The facts are stated in the opinion of the court.
SHAW, J.
This is an appeal from an order denying the defendants’ motion for a new trial. The record shows that four separate actions to enforce laborers and materialmen’s liens upon a building were consolidated and tried together, as provided in section 1195 of the Code of Civil Procedure. The respective plaintiffs were Pacific S'ash & Door Company, Woodill-Hulse Electric Company, Union Iron Works of Los Angeles, and E. J. Johnston. The liens were asserted against the property in Los Angeles known as the Bumiller Building, owned by A. W. Bumiller, Edna B. Sullivan, and Stella B. Burks. The materials and labor were furnished and performed at the instance of one Floyd Thompson, who at the
[666]
time occupied the basement and first three floors of the building under a sub-lease from a lessee of the owners. The materials and labor were furnished and performed in the mating of certain alterations in the building so as to adapt the same for use as a theatre. It consisted in putting in a balcony, the front part of which was supported by an iron beam extending across the room and fixed in the walls, and the erection of a stage with the necessary fixtures and adjuncts therefor, and other structures not necessary to mention. Prior to the alterations, the first floor, in which the principal part of the alterations was made, was an open storeroom without partitions or interior walls, and with the usual columns and girders to support the building. The owners were aware of the mating of the alterations and of the use of the materials and labor therein. They posted no notice disclaiming responsibility, as it is provided in section 1192 of the Code of Civil Procedure that they could have done if they had wished their interest in the building to be exempted from any lien therefor.
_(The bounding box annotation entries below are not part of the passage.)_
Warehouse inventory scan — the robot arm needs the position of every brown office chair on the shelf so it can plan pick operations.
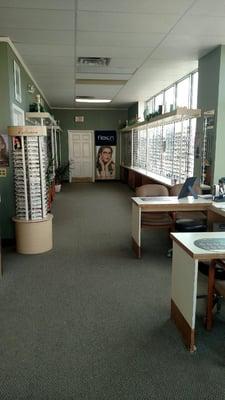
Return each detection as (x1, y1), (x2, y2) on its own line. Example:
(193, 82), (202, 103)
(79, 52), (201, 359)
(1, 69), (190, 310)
(170, 183), (207, 232)
(136, 184), (174, 230)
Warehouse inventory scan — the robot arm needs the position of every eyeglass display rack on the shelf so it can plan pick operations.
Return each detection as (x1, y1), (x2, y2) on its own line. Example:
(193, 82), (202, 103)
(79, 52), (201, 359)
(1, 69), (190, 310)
(26, 111), (61, 177)
(8, 125), (52, 254)
(201, 110), (215, 185)
(121, 107), (201, 184)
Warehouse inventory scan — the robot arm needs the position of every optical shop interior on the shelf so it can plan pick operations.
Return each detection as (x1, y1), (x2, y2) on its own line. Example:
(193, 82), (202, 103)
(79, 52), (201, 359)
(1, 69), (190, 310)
(0, 0), (225, 400)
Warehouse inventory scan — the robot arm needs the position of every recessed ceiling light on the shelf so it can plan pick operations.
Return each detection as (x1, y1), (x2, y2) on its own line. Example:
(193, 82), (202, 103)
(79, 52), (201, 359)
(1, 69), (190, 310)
(75, 98), (112, 103)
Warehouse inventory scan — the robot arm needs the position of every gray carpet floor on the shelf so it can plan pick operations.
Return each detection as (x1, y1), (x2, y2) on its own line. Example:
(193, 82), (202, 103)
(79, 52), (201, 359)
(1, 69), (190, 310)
(0, 182), (225, 400)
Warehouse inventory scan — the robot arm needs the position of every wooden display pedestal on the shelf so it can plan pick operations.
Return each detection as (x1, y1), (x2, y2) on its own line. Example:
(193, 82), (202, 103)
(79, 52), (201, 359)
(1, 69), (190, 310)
(13, 214), (53, 254)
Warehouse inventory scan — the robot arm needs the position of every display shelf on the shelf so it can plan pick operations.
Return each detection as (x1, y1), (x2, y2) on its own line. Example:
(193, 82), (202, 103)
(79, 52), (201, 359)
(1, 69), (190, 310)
(26, 112), (62, 177)
(121, 107), (201, 132)
(8, 126), (47, 221)
(26, 112), (57, 126)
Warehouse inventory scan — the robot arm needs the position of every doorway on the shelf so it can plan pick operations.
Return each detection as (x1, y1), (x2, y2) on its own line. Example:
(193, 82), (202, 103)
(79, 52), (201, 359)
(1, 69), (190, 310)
(68, 130), (95, 182)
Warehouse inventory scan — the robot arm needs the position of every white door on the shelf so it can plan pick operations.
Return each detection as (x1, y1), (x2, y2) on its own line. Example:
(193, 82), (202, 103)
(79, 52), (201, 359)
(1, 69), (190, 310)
(68, 131), (94, 182)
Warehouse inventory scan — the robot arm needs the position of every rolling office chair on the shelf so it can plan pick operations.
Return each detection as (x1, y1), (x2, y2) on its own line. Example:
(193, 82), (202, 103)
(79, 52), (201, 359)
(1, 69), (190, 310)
(136, 184), (174, 231)
(170, 183), (207, 232)
(167, 183), (207, 257)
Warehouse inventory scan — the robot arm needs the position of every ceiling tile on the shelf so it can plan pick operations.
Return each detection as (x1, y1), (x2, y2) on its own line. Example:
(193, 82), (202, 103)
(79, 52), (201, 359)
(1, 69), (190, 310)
(78, 0), (193, 14)
(17, 43), (75, 57)
(0, 0), (75, 10)
(77, 11), (180, 34)
(0, 8), (74, 30)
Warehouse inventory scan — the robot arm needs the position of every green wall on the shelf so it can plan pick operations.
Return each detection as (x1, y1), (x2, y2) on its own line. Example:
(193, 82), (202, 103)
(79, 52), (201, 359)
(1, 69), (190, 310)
(53, 109), (127, 178)
(128, 102), (138, 121)
(195, 46), (225, 185)
(0, 42), (51, 239)
(0, 43), (14, 238)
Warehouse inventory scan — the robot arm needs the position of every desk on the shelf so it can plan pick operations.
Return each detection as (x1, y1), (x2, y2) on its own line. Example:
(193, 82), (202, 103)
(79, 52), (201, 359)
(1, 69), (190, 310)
(132, 196), (212, 258)
(171, 232), (225, 351)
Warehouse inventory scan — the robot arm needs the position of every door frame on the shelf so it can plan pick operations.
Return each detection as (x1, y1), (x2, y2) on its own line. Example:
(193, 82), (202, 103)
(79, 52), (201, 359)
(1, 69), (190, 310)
(68, 129), (95, 183)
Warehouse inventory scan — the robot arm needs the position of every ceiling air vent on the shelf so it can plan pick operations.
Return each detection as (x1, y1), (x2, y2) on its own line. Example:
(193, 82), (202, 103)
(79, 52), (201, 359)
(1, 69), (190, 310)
(78, 57), (111, 67)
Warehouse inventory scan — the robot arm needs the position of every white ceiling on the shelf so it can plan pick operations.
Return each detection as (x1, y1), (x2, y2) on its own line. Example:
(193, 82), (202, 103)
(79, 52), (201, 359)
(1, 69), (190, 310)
(0, 0), (225, 108)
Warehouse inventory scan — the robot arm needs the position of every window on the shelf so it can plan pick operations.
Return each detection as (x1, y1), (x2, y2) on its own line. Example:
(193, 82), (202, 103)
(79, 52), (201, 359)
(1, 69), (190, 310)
(121, 71), (198, 183)
(164, 86), (175, 113)
(176, 77), (190, 107)
(145, 71), (198, 114)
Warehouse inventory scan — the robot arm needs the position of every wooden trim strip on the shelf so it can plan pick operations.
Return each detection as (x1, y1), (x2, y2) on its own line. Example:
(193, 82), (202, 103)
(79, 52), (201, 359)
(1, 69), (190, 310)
(132, 237), (141, 258)
(170, 299), (196, 353)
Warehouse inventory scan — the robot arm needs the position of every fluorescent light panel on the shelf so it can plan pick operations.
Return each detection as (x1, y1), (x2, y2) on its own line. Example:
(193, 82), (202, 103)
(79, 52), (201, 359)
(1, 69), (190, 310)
(75, 99), (112, 103)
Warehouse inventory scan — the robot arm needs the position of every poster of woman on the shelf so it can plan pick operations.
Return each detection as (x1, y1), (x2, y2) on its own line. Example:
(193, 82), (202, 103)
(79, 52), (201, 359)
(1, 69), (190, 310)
(96, 146), (116, 179)
(0, 133), (9, 167)
(95, 131), (116, 179)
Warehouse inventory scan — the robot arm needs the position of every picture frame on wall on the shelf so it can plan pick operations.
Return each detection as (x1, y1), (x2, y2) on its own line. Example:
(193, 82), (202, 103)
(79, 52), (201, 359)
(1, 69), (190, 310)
(12, 103), (25, 126)
(14, 60), (22, 103)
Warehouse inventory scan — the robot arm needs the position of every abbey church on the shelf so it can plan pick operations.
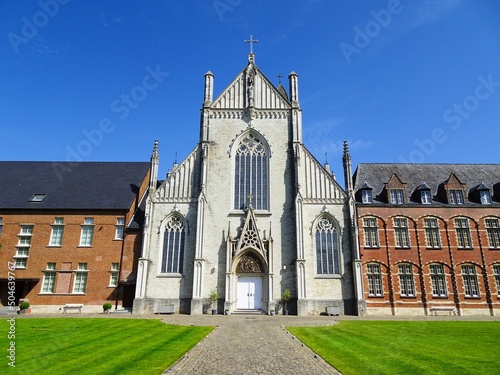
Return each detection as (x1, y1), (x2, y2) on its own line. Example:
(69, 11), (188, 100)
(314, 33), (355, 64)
(0, 47), (500, 316)
(133, 52), (362, 315)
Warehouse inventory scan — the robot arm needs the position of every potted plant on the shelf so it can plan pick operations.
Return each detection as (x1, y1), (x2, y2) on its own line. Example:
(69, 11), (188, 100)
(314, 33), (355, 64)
(208, 288), (219, 315)
(102, 302), (113, 314)
(281, 289), (292, 315)
(19, 301), (31, 314)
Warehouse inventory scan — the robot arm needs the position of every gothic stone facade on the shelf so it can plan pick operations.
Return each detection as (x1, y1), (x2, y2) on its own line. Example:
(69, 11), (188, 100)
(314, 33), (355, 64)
(134, 54), (356, 315)
(354, 164), (500, 315)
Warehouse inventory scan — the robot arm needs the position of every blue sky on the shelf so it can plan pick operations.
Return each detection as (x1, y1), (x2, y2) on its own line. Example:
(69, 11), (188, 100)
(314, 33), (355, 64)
(0, 0), (500, 186)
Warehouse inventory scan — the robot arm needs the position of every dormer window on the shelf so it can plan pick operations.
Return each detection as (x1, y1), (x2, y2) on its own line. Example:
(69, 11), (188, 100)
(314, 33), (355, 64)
(390, 189), (405, 204)
(420, 190), (432, 204)
(361, 190), (373, 203)
(448, 190), (464, 204)
(479, 190), (491, 204)
(29, 194), (47, 203)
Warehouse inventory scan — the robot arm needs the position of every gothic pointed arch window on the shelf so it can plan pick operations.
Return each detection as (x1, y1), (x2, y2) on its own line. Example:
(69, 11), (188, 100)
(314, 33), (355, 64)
(160, 215), (186, 273)
(234, 133), (269, 210)
(315, 216), (340, 275)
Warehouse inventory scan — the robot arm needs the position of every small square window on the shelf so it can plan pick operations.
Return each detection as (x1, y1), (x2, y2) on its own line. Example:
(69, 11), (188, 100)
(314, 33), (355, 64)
(420, 190), (432, 204)
(361, 189), (373, 203)
(29, 194), (47, 203)
(479, 190), (491, 204)
(390, 189), (405, 204)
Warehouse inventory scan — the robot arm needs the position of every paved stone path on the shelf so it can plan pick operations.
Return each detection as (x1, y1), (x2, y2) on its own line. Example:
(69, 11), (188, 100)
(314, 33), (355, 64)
(163, 315), (340, 375)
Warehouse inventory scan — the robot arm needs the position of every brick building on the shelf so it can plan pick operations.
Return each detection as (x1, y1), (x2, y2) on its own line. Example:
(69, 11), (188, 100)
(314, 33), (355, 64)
(0, 162), (150, 312)
(353, 164), (500, 315)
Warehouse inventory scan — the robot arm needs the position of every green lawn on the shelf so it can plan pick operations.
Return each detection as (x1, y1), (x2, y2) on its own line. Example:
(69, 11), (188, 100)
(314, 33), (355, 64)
(288, 321), (500, 375)
(0, 317), (213, 375)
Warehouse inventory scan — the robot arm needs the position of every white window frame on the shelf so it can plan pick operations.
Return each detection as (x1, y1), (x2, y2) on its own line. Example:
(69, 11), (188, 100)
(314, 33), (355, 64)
(389, 189), (405, 204)
(366, 263), (384, 297)
(429, 263), (448, 297)
(398, 263), (417, 297)
(79, 217), (95, 247)
(109, 263), (120, 287)
(449, 189), (464, 204)
(479, 190), (491, 204)
(73, 263), (89, 294)
(493, 264), (500, 296)
(420, 190), (432, 204)
(424, 217), (442, 249)
(115, 217), (125, 240)
(484, 217), (500, 249)
(41, 263), (56, 293)
(363, 216), (380, 248)
(361, 189), (373, 203)
(49, 217), (64, 246)
(393, 217), (411, 249)
(462, 264), (480, 298)
(454, 217), (473, 249)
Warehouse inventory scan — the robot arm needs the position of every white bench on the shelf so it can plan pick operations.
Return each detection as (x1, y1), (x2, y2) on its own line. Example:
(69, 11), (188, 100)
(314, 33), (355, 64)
(429, 306), (457, 315)
(63, 303), (83, 314)
(155, 305), (175, 314)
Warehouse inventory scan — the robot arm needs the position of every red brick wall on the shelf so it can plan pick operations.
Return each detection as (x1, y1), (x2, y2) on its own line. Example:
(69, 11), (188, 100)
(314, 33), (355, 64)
(358, 205), (500, 313)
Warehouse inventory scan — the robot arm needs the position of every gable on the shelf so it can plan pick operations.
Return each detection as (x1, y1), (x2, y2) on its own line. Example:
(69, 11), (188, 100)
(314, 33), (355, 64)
(296, 146), (346, 203)
(211, 64), (290, 109)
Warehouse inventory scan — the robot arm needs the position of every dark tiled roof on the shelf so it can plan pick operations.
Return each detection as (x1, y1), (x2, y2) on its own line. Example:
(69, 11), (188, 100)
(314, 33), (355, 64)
(354, 163), (500, 203)
(0, 161), (149, 210)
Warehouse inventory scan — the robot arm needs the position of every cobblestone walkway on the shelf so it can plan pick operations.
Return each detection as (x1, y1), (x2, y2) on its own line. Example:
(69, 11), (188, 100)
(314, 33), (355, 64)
(163, 315), (339, 375)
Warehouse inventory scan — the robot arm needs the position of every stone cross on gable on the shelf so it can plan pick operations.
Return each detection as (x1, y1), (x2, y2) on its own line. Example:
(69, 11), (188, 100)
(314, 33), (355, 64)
(243, 35), (259, 53)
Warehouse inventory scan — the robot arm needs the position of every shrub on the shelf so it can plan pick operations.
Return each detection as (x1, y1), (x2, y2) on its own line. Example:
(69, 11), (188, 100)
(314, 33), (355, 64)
(102, 302), (113, 310)
(19, 301), (30, 310)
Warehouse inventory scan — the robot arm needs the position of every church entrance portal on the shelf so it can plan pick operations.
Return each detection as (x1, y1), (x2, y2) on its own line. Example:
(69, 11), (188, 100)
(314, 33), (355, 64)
(236, 276), (262, 310)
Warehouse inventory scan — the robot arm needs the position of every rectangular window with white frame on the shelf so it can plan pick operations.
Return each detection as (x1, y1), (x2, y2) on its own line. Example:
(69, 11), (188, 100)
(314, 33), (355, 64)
(455, 218), (472, 249)
(42, 263), (56, 293)
(398, 264), (415, 297)
(462, 264), (479, 297)
(49, 217), (64, 246)
(115, 217), (125, 240)
(80, 217), (94, 246)
(363, 217), (379, 248)
(394, 217), (410, 249)
(424, 217), (441, 249)
(366, 263), (383, 297)
(429, 264), (448, 297)
(73, 263), (88, 293)
(493, 264), (500, 297)
(14, 224), (33, 269)
(390, 189), (405, 204)
(449, 190), (464, 204)
(484, 217), (500, 249)
(109, 263), (120, 286)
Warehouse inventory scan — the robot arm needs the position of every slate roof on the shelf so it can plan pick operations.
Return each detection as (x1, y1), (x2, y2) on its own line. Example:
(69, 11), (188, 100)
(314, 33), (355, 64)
(353, 163), (500, 204)
(0, 161), (150, 210)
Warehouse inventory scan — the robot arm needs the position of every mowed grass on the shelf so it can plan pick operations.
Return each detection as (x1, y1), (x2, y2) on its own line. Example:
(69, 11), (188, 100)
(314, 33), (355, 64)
(0, 317), (213, 375)
(288, 321), (500, 375)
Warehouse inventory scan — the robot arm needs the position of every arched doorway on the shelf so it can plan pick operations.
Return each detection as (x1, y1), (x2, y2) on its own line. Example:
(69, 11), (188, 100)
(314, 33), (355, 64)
(235, 252), (264, 310)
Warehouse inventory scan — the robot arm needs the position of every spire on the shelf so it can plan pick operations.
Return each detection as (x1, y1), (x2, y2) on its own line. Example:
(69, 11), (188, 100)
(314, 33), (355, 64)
(243, 35), (259, 64)
(342, 141), (352, 195)
(149, 139), (160, 189)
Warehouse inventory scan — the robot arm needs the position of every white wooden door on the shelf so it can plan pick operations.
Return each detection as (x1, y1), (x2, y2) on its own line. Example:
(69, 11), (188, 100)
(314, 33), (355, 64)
(236, 277), (262, 310)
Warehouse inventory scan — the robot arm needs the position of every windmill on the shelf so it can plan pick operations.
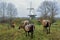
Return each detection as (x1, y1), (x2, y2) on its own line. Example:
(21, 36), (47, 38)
(27, 2), (36, 19)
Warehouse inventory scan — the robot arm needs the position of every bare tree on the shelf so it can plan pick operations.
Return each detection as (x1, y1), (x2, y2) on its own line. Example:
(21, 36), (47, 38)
(38, 1), (58, 22)
(7, 3), (17, 22)
(0, 2), (7, 22)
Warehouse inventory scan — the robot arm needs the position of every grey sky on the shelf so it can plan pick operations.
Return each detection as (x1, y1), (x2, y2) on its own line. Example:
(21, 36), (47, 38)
(1, 0), (60, 17)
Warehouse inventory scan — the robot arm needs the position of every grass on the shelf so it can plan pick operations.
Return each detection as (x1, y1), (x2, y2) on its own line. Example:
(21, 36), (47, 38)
(0, 21), (60, 40)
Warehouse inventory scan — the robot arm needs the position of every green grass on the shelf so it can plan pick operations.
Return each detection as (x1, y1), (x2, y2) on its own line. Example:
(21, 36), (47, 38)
(0, 21), (60, 40)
1. The defendants offered to prove that after the alterations had been made the structures composing them were all removed from the building prior to the filing of any liens against it. The court ruled, refusing to allow this evidence. This is assigned as error. The same witness, however, afterwards testified to the actual date of such removal, showing that it was after the liens were filed. The evidence further shows that the building as altered was used as a theatre for a considerable time after the alterations were completed. If the ruling upon the question as to the date of removal was error, it is cured by this testimony. However, we know of no statute or decision declaring that the removal of an alteration to a building after it is completed and used, destroys the lien which the statute gives to persons furnishing materials or labor for such alteration, even if such removal is made before the filing of the lien. If the materials are actually used in and the work is actually done upon the alteration, and the change made is of such a character that it comes within the terms of the statute giving a lien for alterations upon a building, and it is completed and put to use as altered, we are of the opinion that the lien cannot be defeated by a subsequent removal of that portion of the building comprising the alterations and the restoration of the building to its original state.